Donner son corps, l’ultime soutien à la médecine

Les études de médecine, la formation continue des médecins ou encore la recherche ont un point commun essentiel : le besoin de véritables modèles anatomiques humains grâce au don du corps. Enquête…

En quoi consiste le don du corps

La demande en corps ne peut être satisfaite que grâce à une forme ultime du don de soi : offrir son corps en toute confiance à l’Université. C’est une décision purement personnelle – la famille ne peut décider seule de donner un corps – qui est nécessairement prise avant la mort. Cela nécessite de remplir un formulaire détaillé sur les possibilités d’usage du corps. La décision peut évidemment être annulée à tout moment: « Certaines conditions doivent être remplies au-delà de l’accord du donneur ou de la donneuse » nous explique le Prof. Luis Filgueira, responsable de l’Anatomie à l’Université de Fribourg : « la personne ne doit pas être décédée d’une maladie contagieuse, ni avoir subi d’opération lourde ou avoir moins de 40 ans. Enfin, le don accepté, les familles voulant récupérer les cendres doivent attendre jusqu’à trois ans. »

En temps normal, le don vise une seule université. Les corps donnés à l’Université de Fribourg restent presque tous sur place, mais il arrive que certains subissent certaines procédures dans d’autres universités avant de revenir à Fribourg.

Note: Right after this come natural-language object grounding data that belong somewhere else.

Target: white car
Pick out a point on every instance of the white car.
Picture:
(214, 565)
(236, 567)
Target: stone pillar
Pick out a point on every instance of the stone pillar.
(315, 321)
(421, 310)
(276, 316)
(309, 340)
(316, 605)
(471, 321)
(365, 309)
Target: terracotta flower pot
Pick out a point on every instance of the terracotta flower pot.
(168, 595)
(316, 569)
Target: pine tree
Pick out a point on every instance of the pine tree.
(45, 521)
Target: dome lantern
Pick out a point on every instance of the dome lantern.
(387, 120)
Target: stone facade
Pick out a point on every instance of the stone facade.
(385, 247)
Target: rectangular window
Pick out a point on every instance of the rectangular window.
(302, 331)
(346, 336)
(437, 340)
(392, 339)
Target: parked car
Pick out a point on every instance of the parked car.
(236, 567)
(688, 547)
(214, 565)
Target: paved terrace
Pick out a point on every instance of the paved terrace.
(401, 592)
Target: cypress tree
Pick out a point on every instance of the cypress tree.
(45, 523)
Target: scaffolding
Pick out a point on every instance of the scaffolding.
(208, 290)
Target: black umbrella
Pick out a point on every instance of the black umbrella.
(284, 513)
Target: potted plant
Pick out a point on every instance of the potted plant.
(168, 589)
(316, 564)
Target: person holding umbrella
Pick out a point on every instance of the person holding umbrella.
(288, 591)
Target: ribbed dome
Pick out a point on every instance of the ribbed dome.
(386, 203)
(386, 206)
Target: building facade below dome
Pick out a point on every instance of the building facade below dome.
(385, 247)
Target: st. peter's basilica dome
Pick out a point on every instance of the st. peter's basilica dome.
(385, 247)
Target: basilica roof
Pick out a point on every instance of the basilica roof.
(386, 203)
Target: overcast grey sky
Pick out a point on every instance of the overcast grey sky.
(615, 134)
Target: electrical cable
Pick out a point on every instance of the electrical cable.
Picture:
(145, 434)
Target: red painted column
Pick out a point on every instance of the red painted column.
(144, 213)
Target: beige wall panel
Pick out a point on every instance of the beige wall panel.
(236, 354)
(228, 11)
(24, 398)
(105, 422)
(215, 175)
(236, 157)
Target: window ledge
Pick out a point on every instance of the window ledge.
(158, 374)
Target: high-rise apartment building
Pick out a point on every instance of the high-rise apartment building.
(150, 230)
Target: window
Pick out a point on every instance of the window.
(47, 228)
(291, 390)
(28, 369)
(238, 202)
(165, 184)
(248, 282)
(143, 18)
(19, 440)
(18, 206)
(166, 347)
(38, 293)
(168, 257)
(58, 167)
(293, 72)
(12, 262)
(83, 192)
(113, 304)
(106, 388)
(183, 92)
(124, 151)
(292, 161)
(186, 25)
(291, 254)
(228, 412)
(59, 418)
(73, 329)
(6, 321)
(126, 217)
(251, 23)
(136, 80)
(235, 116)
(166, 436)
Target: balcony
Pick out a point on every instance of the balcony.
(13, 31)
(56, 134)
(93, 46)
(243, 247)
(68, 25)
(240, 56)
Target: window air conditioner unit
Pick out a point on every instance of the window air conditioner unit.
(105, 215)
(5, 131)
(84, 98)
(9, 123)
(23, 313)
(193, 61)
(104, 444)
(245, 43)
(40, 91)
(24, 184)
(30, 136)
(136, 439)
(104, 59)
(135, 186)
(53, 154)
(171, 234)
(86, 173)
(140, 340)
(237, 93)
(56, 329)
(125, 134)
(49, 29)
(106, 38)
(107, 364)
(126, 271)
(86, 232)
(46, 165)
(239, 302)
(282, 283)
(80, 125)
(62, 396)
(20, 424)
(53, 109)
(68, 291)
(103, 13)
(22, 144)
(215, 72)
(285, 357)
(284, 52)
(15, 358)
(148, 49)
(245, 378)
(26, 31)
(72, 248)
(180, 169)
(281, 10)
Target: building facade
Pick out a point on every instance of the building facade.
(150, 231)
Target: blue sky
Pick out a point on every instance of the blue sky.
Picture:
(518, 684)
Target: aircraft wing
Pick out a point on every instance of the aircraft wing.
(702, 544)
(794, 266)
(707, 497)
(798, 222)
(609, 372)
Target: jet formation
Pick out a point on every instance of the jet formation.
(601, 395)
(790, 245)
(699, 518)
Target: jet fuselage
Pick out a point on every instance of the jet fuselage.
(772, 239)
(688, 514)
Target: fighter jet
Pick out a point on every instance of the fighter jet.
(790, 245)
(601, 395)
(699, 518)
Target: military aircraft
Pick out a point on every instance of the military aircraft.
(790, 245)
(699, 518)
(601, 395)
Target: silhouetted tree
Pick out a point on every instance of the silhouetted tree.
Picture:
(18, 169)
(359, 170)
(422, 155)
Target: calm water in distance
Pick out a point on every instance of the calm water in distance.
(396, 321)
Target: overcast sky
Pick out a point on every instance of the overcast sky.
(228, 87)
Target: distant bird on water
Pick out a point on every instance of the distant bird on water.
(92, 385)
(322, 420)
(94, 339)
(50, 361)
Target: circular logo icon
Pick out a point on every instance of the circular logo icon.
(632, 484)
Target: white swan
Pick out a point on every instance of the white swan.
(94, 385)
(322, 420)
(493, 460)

Illustration: Alison Eugénie Bender

Étudier la médecine grâce à des personnes décédées

Au-delà du don, il y a l’étude au plus près de ces corps qui naturellement émeut. « Les étudiant·e·s suivent un après-midi introductif avant de voir les corps, incluant des cours spéciaux et une séance de deux heures avec des étudiant·e·s plus avancé·e·s ». Et Prof. Filgueira d’ajouter : « j’aime dire aux étudiant·e·s que ces personnes sont leurs premier·ère·s patient·e·s. »

Jeremaias, étudiant en 3ème année de médecine, confirme l’importance de ces travaux pratiques : « C’est vraiment utile, bien que plus difficile que les autres cours, pour avoir une vue d’ensemble du corps humain. Nous sommes par groupe de dix étudiant·e·s par corps – le groupe et le corps nous ayant été assignés restant toujours les mêmes – et nous l’étudions deux fois trois heures par semaine en variant les régions anatomiques. Il est aussi possible d’aller voir les autres groupes pour observer les différences entre femmes et hommes, l’impact de différentes maladies ou l’anatomie de personnes d’âges différents. Grâce à ces gens, j’ai pu par exemple m’exercer à faire des sutures, et rien que cela me rassure pour ma pratique future. Pendant le début de mes études, c’était sans aucun doute le cours le plus intéressant, le plus passionnant et le plus utile. »

Il partage aussi l’impact émotionnel de tels cours : « C’est bien sûr difficile, en particulier au début. Mais ce que je trouve vraiment bien fait c’est que nous sommes confronté·e·s progressivement au corps ; nous commençons toujours par étudier le dos, ne voyant le visage qu’après plusieurs semaines de cours. »

Un accompagnement religieux

Chaque année il y a une cérémonie œcuménique ouverte aux membres des familles et de la Faculté pour remercier les donneur·euse·s. Les cendres n’étant pas systématiquement réclamées, celles-ci sont inhumées dans le mémorial commun de l’Anatomie au cimetière St. Léonard de Fribourg: « La cérémonie est une bonne occasion pour remercier ces personnes » poursuit Jeremaias : « nous ne connaissons pas le nom des individus, mais je ne les oublierai jamais ; par exemple, je n’oublierai jamais la couleur du vernis à ongles de la femme sur laquelle mon groupe a étudié. Ce ne sont pas des mauvais souvenirs, absolument pas, mais pour moi c’est un lien très spécial et fort, difficile à comprendre et à expliquer. »

Le cas particulier des fœtus

Certains corps conservés actuellement au bâtiment d’anatomie sont ceux de fœtus. Ceux-ci ont plus de cinquante ans, car il n’est plus possible de recevoir de tels dons de nos jours. Or à l’époque les fœtus ou mort-nés non baptisés n’avaient pas réellement de statut, et parfois l’enfant était donné par les parents à la médecine ou étaient conservés au domicile familial. Un cas de ces conservations artisanales a été découvert récemment à Fribourg dans une maison devant être rénovée : le fœtus était entreposé avec soin dans un pot de confiture rempli d’alcool. Après investigation de la police, il a été confirmé que le corps datait effectivement de l’époque où de telles pratiques étaient relativement courantes et a pu donc être confié à la médecine.